Al llegar a tierras de libertad tenía tremenda confusión mental, el cerebro contento de haber escapado de la esclavitud castrista y el corazón roto por haber abandonado hogar, patria y familia.
Entrar a un market “Winn Dixie”, verlo atestado de mercancías y lo único que me venía a la mente eran las vicisitudes que estaban pasando todos y cada uno de los cubanos que atrás quedaron.
Arribar a New York y ser recibido por Maximito Gómez, Joseito Fernández, Reineé Domínguez e inmediatamente -en el mismo aeropuerto- ellos llevarme a deglutir un gigantesco bisté y una enorme papa asada. Vaya, que ni en la otrora “Huerta de Cuba” -antes de la hecatombe- vi una papa tan grande.
Y derramé lágrimas sobre el monumental trozo de carne desesperado por no poderla picar en cuatro pedazos -como estaba acostumbrado a hacer- para compartirla en mi casa.
¡Muy malo, muy perverso tiene que haber sido -ayer hoy y siempre- el régimen que se había apoderado de mi país para yo no regresar de inmediato!
¡Muy hijos de las grandísimas hienas tienen que haber sido los esbirros de Güines y de Cuba entera para que en ese mismo aeropuerto no coger otro avión a la inversa rumbo sur!
Pero, muchísimo me ayudaba el retumbar en mi infantil cerebro (sólo tenía 17 años) las palabras de mi padre, repetidas 20 veces, de: “Allá, ni abras las maletas, esto se cae ante dos meses!”

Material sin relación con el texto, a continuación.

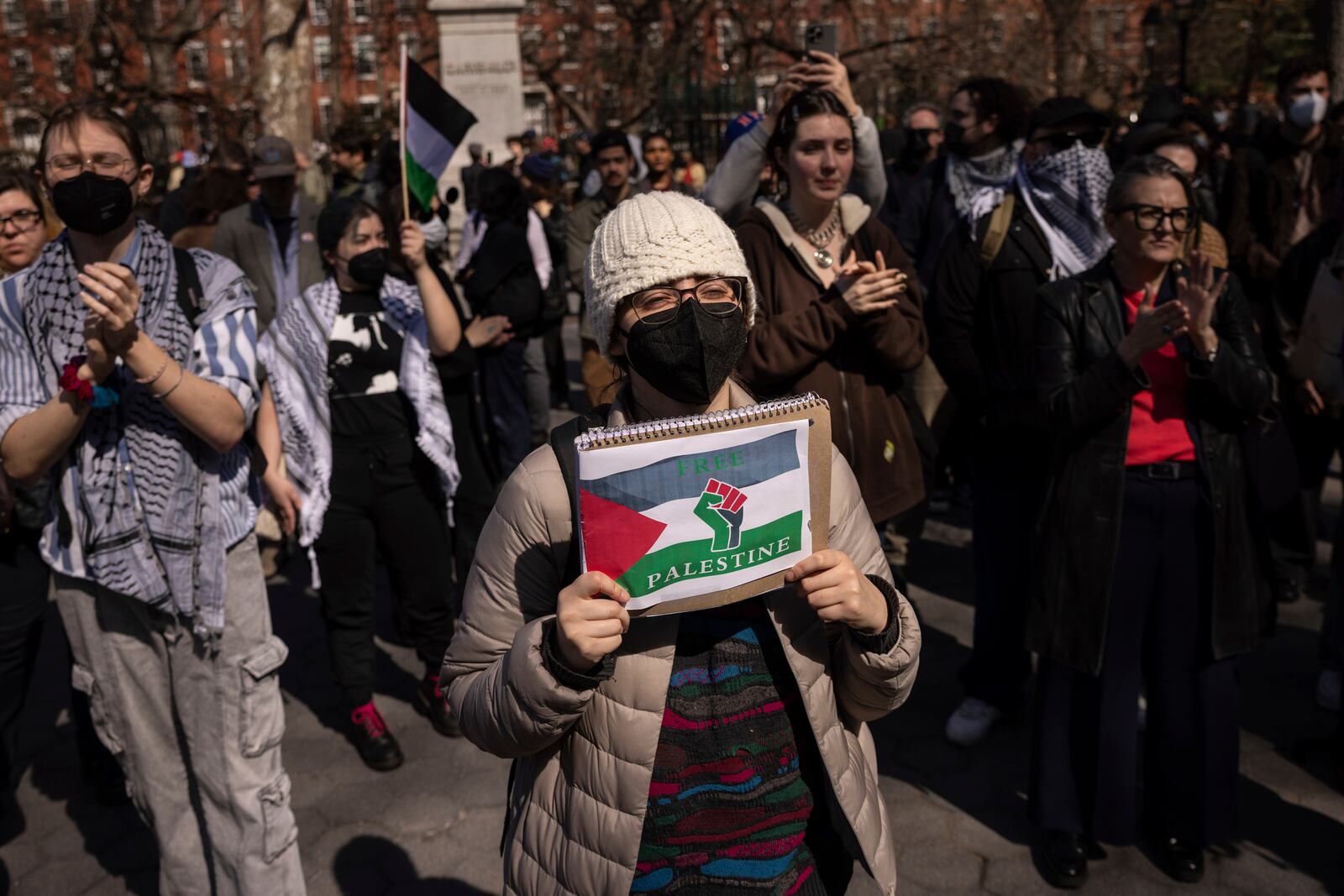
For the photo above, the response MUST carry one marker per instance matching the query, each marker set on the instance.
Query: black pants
(1294, 530)
(386, 500)
(504, 387)
(1085, 759)
(1007, 503)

Lo extrañaba todo: Los cuidados de mi madre, el Vicks Vaporub en mi frente, hasta el odioso mosquitero y los jejenes de la Playa del Rosario.
Sólo me acompañaba la incesante prédica de mi padre insistiendo hasta la saciedad en que: “¡Aquí usted no regresa ni a buscar centenes, tú sólo pones un pie en Cuba con un rifle en tus manos junto a los Marines norteamericanos!”

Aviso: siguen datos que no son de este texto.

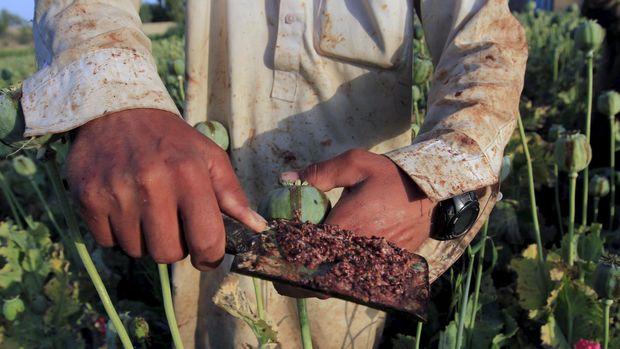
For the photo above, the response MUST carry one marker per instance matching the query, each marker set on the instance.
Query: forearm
(93, 59)
(473, 103)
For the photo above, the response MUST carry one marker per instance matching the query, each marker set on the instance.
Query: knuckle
(133, 252)
(103, 241)
(168, 256)
(189, 169)
(150, 178)
(355, 155)
(88, 194)
(208, 252)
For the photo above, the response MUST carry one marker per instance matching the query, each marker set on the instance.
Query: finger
(203, 227)
(343, 170)
(160, 228)
(230, 196)
(94, 210)
(125, 218)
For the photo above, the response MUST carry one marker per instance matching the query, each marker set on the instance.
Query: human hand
(147, 181)
(378, 198)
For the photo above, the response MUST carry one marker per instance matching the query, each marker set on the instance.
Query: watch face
(466, 219)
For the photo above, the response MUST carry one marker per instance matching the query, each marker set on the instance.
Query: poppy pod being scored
(608, 103)
(606, 279)
(599, 186)
(555, 132)
(572, 152)
(295, 198)
(422, 70)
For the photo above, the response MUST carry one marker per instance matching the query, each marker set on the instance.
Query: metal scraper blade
(262, 258)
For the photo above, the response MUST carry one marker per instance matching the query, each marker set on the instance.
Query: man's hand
(149, 182)
(378, 198)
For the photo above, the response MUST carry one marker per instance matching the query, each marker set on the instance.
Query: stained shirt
(299, 81)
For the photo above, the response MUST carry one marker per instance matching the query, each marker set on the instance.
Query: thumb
(344, 170)
(230, 196)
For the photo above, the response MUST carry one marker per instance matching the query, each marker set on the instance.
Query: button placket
(291, 25)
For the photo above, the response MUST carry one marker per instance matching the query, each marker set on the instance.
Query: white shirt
(298, 81)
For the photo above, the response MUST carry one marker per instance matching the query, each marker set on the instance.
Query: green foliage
(531, 283)
(37, 272)
(165, 50)
(553, 82)
(575, 310)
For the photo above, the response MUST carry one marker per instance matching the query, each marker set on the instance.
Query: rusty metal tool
(259, 255)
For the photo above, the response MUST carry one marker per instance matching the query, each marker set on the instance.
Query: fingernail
(289, 176)
(259, 218)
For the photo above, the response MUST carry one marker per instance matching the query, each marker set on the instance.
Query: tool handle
(239, 238)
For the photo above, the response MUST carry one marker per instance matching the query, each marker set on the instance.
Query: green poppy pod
(24, 166)
(555, 131)
(295, 200)
(12, 307)
(140, 328)
(606, 278)
(589, 36)
(422, 70)
(505, 169)
(177, 67)
(572, 152)
(416, 93)
(418, 31)
(599, 186)
(215, 131)
(608, 103)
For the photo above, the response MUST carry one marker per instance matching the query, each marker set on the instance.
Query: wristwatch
(455, 216)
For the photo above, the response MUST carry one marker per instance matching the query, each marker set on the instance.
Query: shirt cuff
(60, 98)
(443, 170)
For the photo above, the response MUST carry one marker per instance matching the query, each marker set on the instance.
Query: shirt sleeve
(93, 59)
(479, 52)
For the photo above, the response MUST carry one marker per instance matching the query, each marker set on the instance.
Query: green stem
(6, 190)
(572, 187)
(570, 323)
(558, 208)
(608, 303)
(479, 267)
(47, 209)
(76, 238)
(556, 63)
(418, 335)
(464, 299)
(260, 307)
(168, 306)
(612, 171)
(595, 204)
(416, 113)
(590, 68)
(304, 323)
(181, 87)
(530, 178)
(13, 199)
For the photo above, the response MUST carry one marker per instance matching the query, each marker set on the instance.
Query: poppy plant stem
(612, 171)
(608, 303)
(464, 299)
(304, 323)
(418, 335)
(572, 187)
(169, 306)
(76, 238)
(590, 68)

Pero, Dios me puso en el camino, primero e inmediatamente la oportunidad de ingresar en el US ARMY junto a miles de jóvenes cubanos en Fort Knox y Fort Jackson brindándome la errónea esperanza de volver y liberar a Cuba con un rifle en mis manos como mi padre quería.
Y después me dio dos hijas frente a la cuales debía -a duras penas- esconder mi nostalgia para que tuvieran una vida normal y feliz.